Modality-specific artefacts

The artefacts that you detect are specific to a particular modality. This means that artefacts are detected separately in each sensor modality - for example, MEGMAG and MEGPLANAR could have different bad times. In contrast, bad trials are detected across all sensors. You can verify this in oslview by changing the modality/sensor type. When you specify artefacts manually in oslview, they only apply to the selected modality. If you specify bad segments in artefact channels such as EOG or ECG, they will be excluded when computing artefact channel correlations in AFRICA.

Selecting good samples

It's important in your analysis to exclude the artefact times. When you mark an artefact, the information is stored in the events field of the MEEG object. However, all of the data is still present. While SPM generally automatically excludes bad data, you need to do this manually when writing your own code. This can be accomplished using the good_samples function to identify good samples. The function takes in an MEEG object, and optionally a list of channels. It then returns the times when all samples were good.
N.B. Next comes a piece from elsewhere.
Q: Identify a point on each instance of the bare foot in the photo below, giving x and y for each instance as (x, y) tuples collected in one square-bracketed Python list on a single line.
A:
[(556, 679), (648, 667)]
For example

figure
plot(D.time,good_samples(D2))
xlabel('Time')
ylabel('Good sample')
set(gca,'YLim',[-0.1 1.1])

Each channel has its own list of bad samples, depending on the modality and whether or not the channel was bad. By default, good_samples will exclude all bad channels, but will aggregate over all remaining channels regardless of their modality. In other words, the usage for good_samples matches the channels indexed from the MEEG. For example

chans = D.indchantype('ALL','GOOD'); % Retrieve all good channels
dat = D(:,:);
dat = dat(chans,good_samples(D)); % Keep only the good samples

It might be more common to wish to retrieve only MEG data, in which case you could use

chans = D.indchantype('MEGANY','GOOD'); % Retrieve all good channels
dat = D(:,:);
dat = dat(chans,good_samples(D,chans)); % Keep only the good samples

Or equivalently (with less memory consumption)
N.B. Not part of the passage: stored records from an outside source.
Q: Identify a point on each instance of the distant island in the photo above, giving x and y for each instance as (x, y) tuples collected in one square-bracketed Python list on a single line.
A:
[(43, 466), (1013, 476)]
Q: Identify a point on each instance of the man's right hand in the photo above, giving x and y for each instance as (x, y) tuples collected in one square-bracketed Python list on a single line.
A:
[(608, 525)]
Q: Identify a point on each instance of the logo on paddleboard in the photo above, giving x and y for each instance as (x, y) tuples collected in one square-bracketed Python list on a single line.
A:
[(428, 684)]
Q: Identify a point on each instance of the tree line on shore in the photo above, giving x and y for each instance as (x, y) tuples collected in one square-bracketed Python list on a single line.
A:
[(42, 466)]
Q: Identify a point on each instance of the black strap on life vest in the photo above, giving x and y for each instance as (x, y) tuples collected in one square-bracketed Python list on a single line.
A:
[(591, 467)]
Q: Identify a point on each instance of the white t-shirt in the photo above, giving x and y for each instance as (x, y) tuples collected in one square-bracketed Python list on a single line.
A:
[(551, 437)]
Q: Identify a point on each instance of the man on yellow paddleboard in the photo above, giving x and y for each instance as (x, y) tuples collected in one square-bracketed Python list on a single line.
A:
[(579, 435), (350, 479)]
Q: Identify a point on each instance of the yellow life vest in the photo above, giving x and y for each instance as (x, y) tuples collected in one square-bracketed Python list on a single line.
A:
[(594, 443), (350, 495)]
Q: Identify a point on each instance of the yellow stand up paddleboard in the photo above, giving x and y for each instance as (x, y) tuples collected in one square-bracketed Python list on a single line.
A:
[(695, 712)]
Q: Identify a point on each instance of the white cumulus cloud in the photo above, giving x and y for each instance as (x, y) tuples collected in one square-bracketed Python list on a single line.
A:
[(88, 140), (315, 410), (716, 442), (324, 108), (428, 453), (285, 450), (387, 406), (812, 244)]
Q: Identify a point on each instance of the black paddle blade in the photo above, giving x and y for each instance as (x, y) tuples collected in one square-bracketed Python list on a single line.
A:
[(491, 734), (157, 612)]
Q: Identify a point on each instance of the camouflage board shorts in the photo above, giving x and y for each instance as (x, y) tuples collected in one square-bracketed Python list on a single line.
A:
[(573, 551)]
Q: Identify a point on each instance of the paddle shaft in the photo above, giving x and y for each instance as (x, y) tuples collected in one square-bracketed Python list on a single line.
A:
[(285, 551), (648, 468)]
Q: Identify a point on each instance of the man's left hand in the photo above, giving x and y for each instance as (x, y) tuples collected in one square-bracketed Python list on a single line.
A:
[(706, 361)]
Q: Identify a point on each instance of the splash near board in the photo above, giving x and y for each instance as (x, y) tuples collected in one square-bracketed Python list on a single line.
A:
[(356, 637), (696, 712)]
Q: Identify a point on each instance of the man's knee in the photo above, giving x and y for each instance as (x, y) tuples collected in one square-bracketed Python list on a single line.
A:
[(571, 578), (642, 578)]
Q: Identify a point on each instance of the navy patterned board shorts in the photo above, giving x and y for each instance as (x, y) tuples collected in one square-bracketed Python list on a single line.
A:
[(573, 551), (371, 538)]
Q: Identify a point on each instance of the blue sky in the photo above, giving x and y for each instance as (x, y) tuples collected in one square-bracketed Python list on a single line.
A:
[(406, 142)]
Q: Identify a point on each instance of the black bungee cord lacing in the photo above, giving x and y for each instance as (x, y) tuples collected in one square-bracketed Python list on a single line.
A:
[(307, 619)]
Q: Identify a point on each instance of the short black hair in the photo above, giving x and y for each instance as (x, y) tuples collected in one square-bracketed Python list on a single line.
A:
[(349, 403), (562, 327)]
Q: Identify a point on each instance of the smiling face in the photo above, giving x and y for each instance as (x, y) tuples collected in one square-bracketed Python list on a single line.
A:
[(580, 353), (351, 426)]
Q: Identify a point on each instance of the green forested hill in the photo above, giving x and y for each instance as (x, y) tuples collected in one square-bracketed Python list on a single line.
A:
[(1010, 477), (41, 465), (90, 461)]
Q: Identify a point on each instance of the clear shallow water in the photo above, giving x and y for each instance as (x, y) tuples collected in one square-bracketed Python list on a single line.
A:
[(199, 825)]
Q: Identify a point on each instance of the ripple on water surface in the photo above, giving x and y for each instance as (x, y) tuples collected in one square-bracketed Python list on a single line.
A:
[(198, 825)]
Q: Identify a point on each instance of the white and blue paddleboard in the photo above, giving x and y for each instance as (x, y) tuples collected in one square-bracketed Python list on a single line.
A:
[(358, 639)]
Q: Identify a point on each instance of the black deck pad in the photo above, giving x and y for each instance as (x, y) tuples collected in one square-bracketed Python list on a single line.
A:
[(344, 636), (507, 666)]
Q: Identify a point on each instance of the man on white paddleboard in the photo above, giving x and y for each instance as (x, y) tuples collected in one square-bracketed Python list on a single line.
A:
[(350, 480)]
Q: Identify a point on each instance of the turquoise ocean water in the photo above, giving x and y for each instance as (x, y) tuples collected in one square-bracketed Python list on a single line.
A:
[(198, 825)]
chans = D.indchantype('MEGANY','GOOD'); % Retrieve all good channels
dat = D(chans,:);
dat = dat(:,good_samples(D,chans)); % Keep only the good samples

Note that if any bad channels are present in the channel list passed to good_samples, all samples will be shown as bad. If you have a trial structure, good_samples will return a matrix where the third dimension corresponds to each trial.

good_samples vs badsamples

Both the good_samples function and D.badsamples read events whose type starts with 'artefact' and returns a matrix with whether or not the artefact was present. However, there are three key differences between the good_samples function and D.badsamples

  • good_samples returns True for good samples, whereas badsamples returns True for bad samples - so they are logically inverted.
  • good_samples aggregates over channels, whereas D.badsamples does not. This means that D.good_samples returns a single vector for all channels, whereas D.badsamples returns a matrix with one row for each channel. This aggregation makes good_samples considerably faster than D.badsamples
  • good_samples automatically maps modalities across online montages, whereas D.badsamples does not. For example, if you perform beamforming, the sensor data channel type might be MEGPLANAR but the beamformed channels will have channel type LFP. Artefacts marked in sensor-space will apply to MEGPLANAR but because this modality is different to LFP, D.badsamples will not recognize any of them as applying to the beamformed data. This is an extremely serious issue, because it results in artefacts remaining in the analysis. In contrast, good_samples will read the online montage, and see that the LFP channels are computed from MEGPLANAR, so it will account for artefacts in both LFP and MEGPLANAR.

It is recommended to always use good_samples instead of D.badsamples.